Se unió al maquis en el Estado francés y tras mil y una batallas son detenidos por la Guardia Civil. Admite que aquella vez sintió que era la definitiva y que sería fusilado. Ensayó, incluso, la postura para ser ejecutado, erguido. Le avergonzaba doblegarse en el último instante antes del tiro, como solía ocurrirle a la mayoría. Pero tampoco vió la muerte aquella vez. Fue juzgado y condenado a otros veinte años de cárcel. De Ondarreta a Chinchilla (Albacete), Carabanche, Alcázar de San Juan (Albacete) y después a Córdoba y a Puerto de Santa María, en Cádiz, hasta que en 1946 finalmente lo destinaron, como a otros 1.900 presos comunistas, al Penal de Burgos. Esa sería la última cárcel que conoció; allí permenació catorce años hasta que el 10 de junio de 1960 recobró su libertad al cumplir las tres cuartas partes de la condena.

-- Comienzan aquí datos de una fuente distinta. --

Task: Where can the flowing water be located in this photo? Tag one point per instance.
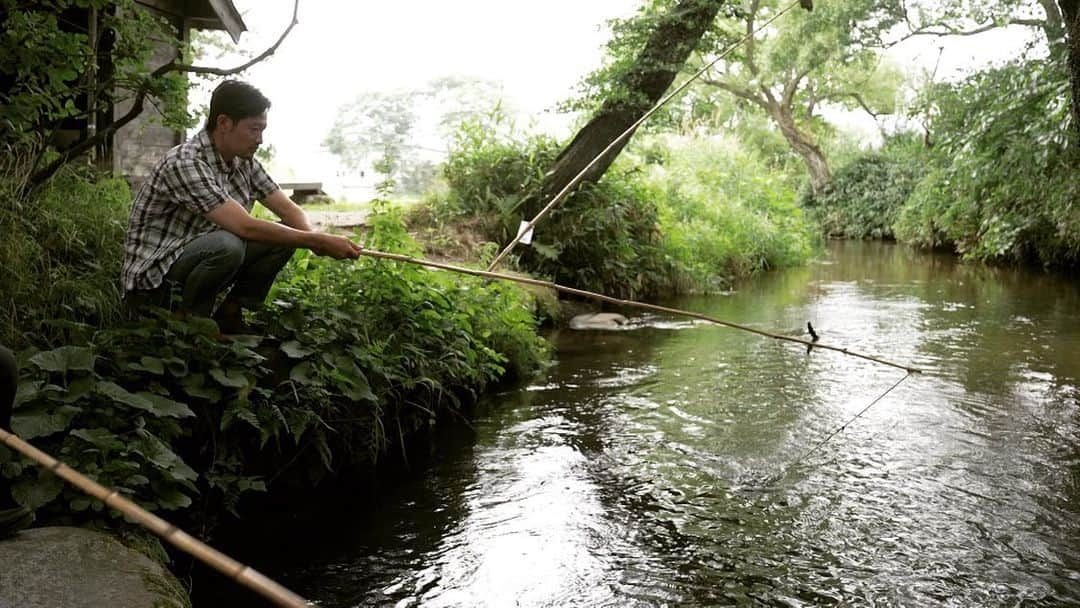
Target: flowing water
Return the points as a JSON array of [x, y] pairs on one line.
[[656, 465]]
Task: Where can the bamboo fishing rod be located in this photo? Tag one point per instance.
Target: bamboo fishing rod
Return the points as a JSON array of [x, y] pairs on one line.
[[234, 570], [632, 304], [630, 131]]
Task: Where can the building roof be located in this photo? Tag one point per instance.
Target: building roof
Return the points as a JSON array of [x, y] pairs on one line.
[[229, 16], [202, 14]]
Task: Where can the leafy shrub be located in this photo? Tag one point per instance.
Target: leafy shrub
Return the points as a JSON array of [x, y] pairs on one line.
[[356, 354], [724, 214], [865, 196], [602, 238], [659, 221], [1006, 187], [61, 256]]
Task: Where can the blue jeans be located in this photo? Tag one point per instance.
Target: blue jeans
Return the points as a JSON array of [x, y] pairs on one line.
[[214, 261]]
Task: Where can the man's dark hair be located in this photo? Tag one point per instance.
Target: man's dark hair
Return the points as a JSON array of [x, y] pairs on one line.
[[235, 99]]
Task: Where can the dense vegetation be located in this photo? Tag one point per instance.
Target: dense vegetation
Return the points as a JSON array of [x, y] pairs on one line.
[[666, 217], [353, 357], [997, 184]]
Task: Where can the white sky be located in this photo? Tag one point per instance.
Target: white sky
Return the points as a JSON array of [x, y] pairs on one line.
[[539, 51]]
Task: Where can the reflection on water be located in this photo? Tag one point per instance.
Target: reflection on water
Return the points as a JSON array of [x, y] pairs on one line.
[[636, 472]]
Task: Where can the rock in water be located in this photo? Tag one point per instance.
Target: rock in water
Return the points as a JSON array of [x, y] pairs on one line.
[[63, 567], [598, 321]]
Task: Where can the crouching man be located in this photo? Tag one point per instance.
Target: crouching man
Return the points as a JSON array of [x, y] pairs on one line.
[[191, 228]]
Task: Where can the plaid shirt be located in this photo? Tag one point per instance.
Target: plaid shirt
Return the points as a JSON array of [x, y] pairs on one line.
[[169, 211]]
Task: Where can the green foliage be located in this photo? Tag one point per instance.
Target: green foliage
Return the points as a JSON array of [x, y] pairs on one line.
[[1004, 185], [377, 127], [358, 354], [865, 196], [725, 215], [51, 67], [59, 257], [602, 238], [661, 220]]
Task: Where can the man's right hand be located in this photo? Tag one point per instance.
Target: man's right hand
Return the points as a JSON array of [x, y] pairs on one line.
[[335, 246]]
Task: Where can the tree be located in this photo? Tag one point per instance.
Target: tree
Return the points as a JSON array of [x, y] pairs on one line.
[[1058, 23], [1070, 11], [53, 73], [802, 62], [383, 127], [662, 39]]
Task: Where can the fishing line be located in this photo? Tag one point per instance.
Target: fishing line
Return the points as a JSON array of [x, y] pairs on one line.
[[632, 304], [234, 570], [625, 135], [840, 429]]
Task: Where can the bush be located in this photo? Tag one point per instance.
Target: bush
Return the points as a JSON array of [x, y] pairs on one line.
[[865, 196], [1006, 187], [61, 256], [659, 221], [725, 215], [602, 238]]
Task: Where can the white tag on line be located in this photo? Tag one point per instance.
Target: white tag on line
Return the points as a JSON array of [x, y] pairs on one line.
[[527, 239]]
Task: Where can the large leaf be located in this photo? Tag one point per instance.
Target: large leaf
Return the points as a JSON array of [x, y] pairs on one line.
[[41, 420], [157, 451], [147, 402], [295, 350], [231, 378], [35, 494], [65, 359], [102, 438]]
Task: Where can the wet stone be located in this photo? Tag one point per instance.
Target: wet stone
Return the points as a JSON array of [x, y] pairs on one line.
[[64, 567]]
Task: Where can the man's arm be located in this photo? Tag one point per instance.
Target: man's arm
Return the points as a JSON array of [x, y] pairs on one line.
[[287, 211], [234, 218]]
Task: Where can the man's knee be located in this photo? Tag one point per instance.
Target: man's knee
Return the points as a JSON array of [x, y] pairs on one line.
[[225, 248]]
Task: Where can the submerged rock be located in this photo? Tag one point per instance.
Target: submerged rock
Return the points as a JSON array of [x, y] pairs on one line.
[[64, 567], [598, 321]]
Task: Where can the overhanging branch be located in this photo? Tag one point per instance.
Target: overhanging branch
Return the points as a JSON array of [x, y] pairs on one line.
[[140, 94]]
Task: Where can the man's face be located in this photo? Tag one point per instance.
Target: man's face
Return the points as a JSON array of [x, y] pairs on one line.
[[244, 136]]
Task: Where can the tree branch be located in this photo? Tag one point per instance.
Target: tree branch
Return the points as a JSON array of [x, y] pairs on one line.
[[751, 15], [140, 94], [737, 91]]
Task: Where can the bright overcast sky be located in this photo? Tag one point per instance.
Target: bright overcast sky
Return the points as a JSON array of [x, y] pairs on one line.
[[539, 51]]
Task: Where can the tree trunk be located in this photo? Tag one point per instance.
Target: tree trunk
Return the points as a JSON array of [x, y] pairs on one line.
[[812, 154], [674, 38], [1070, 13]]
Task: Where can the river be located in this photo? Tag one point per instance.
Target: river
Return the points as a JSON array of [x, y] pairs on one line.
[[660, 464]]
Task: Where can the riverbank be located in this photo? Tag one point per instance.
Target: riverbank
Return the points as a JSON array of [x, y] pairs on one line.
[[631, 472]]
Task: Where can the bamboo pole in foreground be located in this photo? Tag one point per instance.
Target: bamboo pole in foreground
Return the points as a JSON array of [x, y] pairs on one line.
[[234, 570], [631, 304]]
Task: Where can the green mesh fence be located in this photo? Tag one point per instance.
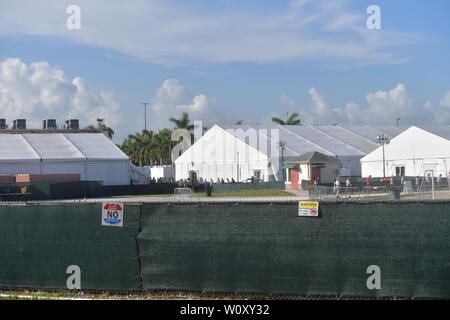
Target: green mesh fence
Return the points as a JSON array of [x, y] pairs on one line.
[[39, 243], [262, 248], [52, 190]]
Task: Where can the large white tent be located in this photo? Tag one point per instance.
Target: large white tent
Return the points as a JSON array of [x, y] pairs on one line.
[[92, 155], [243, 151], [411, 153]]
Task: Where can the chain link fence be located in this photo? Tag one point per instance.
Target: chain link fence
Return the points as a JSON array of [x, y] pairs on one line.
[[423, 190]]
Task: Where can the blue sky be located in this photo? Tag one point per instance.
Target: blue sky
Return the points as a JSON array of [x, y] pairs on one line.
[[226, 60]]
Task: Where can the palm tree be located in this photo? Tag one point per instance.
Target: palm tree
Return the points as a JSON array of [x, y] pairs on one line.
[[291, 121], [163, 145]]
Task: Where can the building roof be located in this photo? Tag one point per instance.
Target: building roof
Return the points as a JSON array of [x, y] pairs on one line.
[[345, 142], [30, 147], [313, 157], [414, 143]]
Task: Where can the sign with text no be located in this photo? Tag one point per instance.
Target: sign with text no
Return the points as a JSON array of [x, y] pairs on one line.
[[112, 214], [308, 209]]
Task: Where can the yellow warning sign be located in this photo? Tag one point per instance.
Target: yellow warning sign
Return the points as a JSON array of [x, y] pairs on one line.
[[308, 209]]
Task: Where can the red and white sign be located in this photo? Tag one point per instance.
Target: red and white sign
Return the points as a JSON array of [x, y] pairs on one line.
[[308, 209], [112, 214]]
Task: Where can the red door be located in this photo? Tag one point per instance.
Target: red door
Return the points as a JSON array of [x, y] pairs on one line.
[[315, 173], [294, 178]]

A pesar de estar preso, Usabiaga siguió plenamente activo con su lucha. «Franco, por lo que sea, pensó que era mejor tener juntos en una sola cárcel a todos los comunistas, y precisamente eso nos dió mayor facilidad para comunicarnos, escribir, organizar, instruir...», cuenta. Se convirtió en uno de los escribientes del penal, gracias a su habilidad para escribir con una letra tan minúscula que hacía falta una lupa de gran aumento para poder leer. «Yo mismo me preparaba los bolígrafos -cuenta mientras nos enseña una réplica de uno de sus mensaje-. Empleaba plumillas de dibujo, de diámetro muy pequeño muy pequeño, que lijaba y pulía con una fina lija». Eran tantos los mensajes que salían del interior al exterior, que en una ocasión los responsables de la prisión echaron abajo las paredes de una celdas. «¡Estaban convencidos de que teníamos una radio clandestina!», rie.
Al mes de convertirse en persona libre se casó con su novia, Bittori Bárcena y encontró trabajo en la fábrica de aceros Orbegozo de Hernani, donde terminó siendo jefe de personal.
La cita que tiene con su médico para tratarle la espalda que tanto dolor le está causando pone punto y seguido a un relato emocionante y emotivo que merece ser escuchado. «Otro día saco un café y sigo contando», promete mientras se pone la txapela.